D. António dos Santos veio para a Guarda substituir D. José Policarpo, actual Cardeal Patriarca de Lisboa. Começou por ser um bispo discreto e austero e só nos últimos anos apareceu publicamente a pronunciar-se sobre as questões que mais preocupam a sociedade civil. Uma das raras excepções aconteceu em meados dos anos 80, quando o Bispo esteve ao lado dos mineiros da Panasqueira durante uma das mais graves crises do complexo. Mas longe das luzes da ribalta, o prelado teve um papel decisivo na construção do Carmelo da Guarda, do Centro Apostólico e na renovação do Seminário Maior. A ele estão também ligadas outras obras menos visíveis, mas igualmente importantes, como a Escola Teológica Superior de Leigos e as comunidades de sacerdotes. Foi também sua vontade a criação de um fundo diocesano para toda a comunidade pastoral. D. António dos Santos é tido como uma pessoa «humilde, amiga e um homem de diálogo», ficando ainda associado ao fim de uma crise de cerca de 11 anos quanto à formação de novos padres, já que, entre 1968 e 79, só se tinha ordenado um único sacerdote na diocese. Daí para cá foram ordenados mais de 60 novos párocos, mas a crise de vocações parece ter voltado.

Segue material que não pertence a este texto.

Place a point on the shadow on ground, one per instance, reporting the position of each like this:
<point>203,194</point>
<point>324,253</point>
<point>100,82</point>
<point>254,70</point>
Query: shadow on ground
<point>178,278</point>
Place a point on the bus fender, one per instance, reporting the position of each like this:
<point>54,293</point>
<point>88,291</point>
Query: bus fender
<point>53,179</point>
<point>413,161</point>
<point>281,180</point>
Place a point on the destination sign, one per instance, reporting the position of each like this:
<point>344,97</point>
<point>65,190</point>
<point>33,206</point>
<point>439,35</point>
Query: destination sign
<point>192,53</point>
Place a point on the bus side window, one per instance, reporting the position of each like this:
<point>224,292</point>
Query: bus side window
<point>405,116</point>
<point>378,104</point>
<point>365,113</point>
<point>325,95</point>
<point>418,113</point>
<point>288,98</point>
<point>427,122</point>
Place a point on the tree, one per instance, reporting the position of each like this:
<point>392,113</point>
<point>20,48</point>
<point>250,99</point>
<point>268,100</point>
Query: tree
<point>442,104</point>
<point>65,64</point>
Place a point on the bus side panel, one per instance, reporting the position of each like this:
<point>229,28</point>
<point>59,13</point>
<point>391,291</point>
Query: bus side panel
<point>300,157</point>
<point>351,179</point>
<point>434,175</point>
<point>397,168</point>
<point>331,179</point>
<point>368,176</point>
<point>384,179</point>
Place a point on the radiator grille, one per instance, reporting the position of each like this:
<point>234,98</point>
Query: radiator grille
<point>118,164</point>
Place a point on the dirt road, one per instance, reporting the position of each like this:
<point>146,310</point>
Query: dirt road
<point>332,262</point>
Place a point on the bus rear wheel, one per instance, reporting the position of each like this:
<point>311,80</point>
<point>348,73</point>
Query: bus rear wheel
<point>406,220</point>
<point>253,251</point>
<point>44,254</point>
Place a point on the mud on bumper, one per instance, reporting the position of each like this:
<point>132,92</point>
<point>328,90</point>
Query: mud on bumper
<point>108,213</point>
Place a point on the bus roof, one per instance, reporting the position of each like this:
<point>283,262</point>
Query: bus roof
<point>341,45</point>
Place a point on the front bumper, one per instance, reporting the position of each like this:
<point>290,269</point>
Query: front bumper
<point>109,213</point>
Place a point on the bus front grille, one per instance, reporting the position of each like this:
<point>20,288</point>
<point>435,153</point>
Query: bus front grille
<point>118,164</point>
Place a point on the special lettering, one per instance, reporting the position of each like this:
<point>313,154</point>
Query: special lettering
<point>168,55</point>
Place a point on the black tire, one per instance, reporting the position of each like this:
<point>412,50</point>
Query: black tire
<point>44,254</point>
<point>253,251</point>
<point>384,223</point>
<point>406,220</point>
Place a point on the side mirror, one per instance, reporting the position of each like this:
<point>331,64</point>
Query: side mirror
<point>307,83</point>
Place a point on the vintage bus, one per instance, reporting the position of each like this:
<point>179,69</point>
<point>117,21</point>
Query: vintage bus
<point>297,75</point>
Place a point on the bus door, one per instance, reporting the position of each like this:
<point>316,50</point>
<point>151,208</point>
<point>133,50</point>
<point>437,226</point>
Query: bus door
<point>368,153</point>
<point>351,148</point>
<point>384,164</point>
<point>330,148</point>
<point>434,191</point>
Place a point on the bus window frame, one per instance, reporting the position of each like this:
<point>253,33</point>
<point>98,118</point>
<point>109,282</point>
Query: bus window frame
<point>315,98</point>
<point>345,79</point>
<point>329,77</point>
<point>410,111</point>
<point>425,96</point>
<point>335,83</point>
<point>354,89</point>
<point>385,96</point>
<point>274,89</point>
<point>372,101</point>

Força «moral e do Evangelho»
Uma das suas últimas intervenções públicas aconteceu em Novembro de 2003 e não passou despercebida. Durante uma visita pastoral à paróquia de Fernão Joanes, o Bispo da Guarda apelou à união dos guardenses por projectos que beneficiem o bem comum e manifestou a sua preocupação sobre temas como o novo hospital, o impasse da Gartêxtil [falida entretanto], a crise económica ou o caso de pedofilia. Numa rara tomada de posição pública, D. António dos Santos revelou ter assumido algum protagonismo, enquanto «força moral e do Evangelho», para conseguir a resolução de alguns problemas. «Mas como não sou político nem tenho forças governamentais, faço o que está ao alcance das minhas mãos, embora disso não faça constar publicamente. Por vezes, consegue-se alguma coisa, outras não», sublinhou na altura. Em Fernão Joanes, D. António surpreendeu mesmo os jornalistas presentes ao aceitar responder às perguntas, disponibilidade pouco vista no seu recatado consulado de mais de 30 anos. A última tinha acontecido em 2001 numa visita similar à paróquia de Vale de Estrela, onde o prelado abordou a falta de médicos na região e defendeu que as instituições da área da saúde deveriam olhar de forma diferente para os utentes. Dois anos depois, o prelado esperava que obras como o novo hospital aparecessem quando o bom senso e o bem comum «prevalecerem na Guarda». O Bispo revelou ainda ter feito «alguns esforços» no caso da Gartêxtil, confessando que o encerramento de uma fábrica era como «um escuro que se abre e pelo qual farei tudo, no aspecto moral e espiritual, para que se transforme em luz». Mais melindroso, o caso da pedofilia na Casa Pia levou o D. António a apontar o dedo a alguma comunicação social, defendendo que as crianças devem merecer-nos todo o respeito. «Não vou condenar ninguém, mas temos que fazer um grande esforço para olhar por cada criança com respeito pleno até porque não têm defesas. Penso que não se devia falar de tanta coisa que prejudica as crianças que vão assistindo aos telejornais», explicou.